TL;DR: the exact weights are rarely important, so we can round them up to a multiple of $K := \lceil \frac{3M}{n^3} \rceil$ or something similar (there are only $\approx n^3$ rounded item weights). Then, we can do dynamic programming that keeps track of rounded weights for two bins and exact weight for the third bin. If we somehow got a false negative result, then in all solutions two bins are almost full at the same time. Such cases turn out to be highly structured (all items have weights that are either close to $0$ or close to $3M$, the total weight of the former is small and there are exactly $3\ell + 2$ items of the latter type for some $\ell$) and can be solved by an algorithm that greedily moves items between bins.

Only the case when $M > n^4$ is interesting, otherwise simple dynamic programming will do the job.
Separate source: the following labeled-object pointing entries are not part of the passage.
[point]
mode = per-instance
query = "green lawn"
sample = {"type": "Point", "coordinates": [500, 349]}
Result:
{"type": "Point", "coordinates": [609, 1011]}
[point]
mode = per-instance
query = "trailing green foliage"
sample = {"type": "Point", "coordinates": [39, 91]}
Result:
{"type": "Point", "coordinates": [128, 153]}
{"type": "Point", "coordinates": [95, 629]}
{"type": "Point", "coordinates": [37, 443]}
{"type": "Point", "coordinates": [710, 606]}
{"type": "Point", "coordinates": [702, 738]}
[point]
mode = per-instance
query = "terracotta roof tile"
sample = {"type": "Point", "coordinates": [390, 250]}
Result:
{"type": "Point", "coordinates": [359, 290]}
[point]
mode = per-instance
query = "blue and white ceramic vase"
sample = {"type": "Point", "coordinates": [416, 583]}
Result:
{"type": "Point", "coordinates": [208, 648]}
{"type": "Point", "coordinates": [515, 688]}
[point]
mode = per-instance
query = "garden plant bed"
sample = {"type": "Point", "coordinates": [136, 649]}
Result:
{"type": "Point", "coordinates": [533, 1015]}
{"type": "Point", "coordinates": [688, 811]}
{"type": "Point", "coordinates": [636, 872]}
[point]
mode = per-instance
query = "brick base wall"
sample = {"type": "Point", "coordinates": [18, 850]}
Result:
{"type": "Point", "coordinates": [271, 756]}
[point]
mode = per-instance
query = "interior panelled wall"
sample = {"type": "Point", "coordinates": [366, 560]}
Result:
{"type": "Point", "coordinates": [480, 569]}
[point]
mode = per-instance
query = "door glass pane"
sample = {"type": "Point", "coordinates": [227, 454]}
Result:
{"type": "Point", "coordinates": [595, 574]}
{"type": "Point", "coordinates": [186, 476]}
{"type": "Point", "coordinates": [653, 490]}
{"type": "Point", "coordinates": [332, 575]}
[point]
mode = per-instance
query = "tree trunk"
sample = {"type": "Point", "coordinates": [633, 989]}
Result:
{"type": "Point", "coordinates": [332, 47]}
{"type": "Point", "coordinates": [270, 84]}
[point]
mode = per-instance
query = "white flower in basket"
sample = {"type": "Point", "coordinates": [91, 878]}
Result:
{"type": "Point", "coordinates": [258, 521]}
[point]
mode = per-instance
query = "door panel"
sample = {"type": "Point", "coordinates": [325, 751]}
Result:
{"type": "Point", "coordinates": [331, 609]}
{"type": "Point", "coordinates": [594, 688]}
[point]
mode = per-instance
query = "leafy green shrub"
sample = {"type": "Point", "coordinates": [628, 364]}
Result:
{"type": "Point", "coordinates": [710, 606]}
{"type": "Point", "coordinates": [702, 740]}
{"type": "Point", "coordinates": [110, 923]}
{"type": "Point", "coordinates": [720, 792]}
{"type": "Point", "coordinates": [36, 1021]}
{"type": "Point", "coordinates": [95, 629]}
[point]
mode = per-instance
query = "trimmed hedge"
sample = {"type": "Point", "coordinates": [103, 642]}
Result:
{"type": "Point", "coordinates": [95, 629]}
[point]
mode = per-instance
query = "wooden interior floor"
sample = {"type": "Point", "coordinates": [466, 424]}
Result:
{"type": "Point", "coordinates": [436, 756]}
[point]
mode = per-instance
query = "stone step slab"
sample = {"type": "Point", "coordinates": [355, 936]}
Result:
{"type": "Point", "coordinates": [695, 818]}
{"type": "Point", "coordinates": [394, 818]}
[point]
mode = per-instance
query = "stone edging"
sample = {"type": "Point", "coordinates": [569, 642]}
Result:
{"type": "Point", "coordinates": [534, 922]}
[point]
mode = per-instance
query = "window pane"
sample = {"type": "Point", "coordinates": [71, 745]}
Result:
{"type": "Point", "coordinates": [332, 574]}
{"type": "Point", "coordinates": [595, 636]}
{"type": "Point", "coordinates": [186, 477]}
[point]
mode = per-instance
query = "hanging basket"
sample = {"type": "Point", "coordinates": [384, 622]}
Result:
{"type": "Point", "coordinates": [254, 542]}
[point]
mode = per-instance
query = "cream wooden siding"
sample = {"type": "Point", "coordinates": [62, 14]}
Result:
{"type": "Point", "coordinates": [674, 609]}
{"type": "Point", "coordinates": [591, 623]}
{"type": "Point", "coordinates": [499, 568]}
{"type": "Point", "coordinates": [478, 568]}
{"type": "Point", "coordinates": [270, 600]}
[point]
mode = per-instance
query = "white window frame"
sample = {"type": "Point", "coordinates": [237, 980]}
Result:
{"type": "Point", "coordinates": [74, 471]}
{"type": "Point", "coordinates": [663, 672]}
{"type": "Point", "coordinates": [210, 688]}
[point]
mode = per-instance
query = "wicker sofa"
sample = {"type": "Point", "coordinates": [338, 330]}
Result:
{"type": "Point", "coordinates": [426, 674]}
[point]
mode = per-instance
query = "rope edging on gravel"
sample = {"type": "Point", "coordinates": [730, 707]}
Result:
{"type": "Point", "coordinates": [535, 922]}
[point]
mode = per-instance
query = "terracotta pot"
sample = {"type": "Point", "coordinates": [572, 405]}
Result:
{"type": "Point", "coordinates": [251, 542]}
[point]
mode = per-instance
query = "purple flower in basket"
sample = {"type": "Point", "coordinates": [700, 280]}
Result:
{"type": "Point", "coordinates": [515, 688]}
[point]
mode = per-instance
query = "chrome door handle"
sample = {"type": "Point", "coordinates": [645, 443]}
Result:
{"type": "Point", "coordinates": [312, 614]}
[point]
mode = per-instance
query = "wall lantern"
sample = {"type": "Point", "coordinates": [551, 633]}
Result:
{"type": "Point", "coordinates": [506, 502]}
Similarly, assume that $n > 10^9$ to make things like $Kn^2$ negligible when compared to $M$. Do not worry, actual precise bounds are much better, I just chose these to not think about the details too much.

As mentioned above, the first step is to try finding a solution with "discretised" weights. Pick $K := \lceil \frac{3M}{n^3} \rceil$. For each item, its discrete weight is its weight rounded up to a multiple of $K$. For each bin, its discrete size is its size, rounded down to a nearest multiple of $K$. Items discretely fit into a bin, if the sum of their discrete weights does not exceed the discrete size of the bin. Clearly, if items discretely fit into a bin, then they do fit in the bin for real. The opposite implication is not true, but only because of rounding issues; if several items fit into a bin, but not discretely, then their total weight is at least $(S + M) - (n+1)K$ (at most $n$ items, each causes a rounding error of at most $K$; rounding of the bin size also causes a rounding error of at most $K$). Let us say that any bin with sum of weights at least $(S + M) - (n+1)K$ is almost full. Unless the bin is almost full, discrete fitting and real fitting is the same thing.

Consider any solution (by solution, I mean a correct distribution of items to bins). There can be at most two almost full bins; otherwise the total weight of items is at least $3(S + M) - 3(n+1)K = 3S + (3M - 3(n+1)K) > 3S$, as $K \approx \frac{3M}{n^3}$).

We can find all solutions with at most one full bin by simple dynamic programming, which answers the following question: suppose that we distributed some prefix of items to bins and we know the sums of discrete item weights in the second and the third bins (there are only $n \cdot \lceil \frac{3M}{K} \rceil \approx n^4$ possible discrete weights for each bin), what is the minimal possible total real weight of items in the first bin in this case? We will not miss out the solutions where there is at most one almost full bin (because we can track the weight in one bin precisely).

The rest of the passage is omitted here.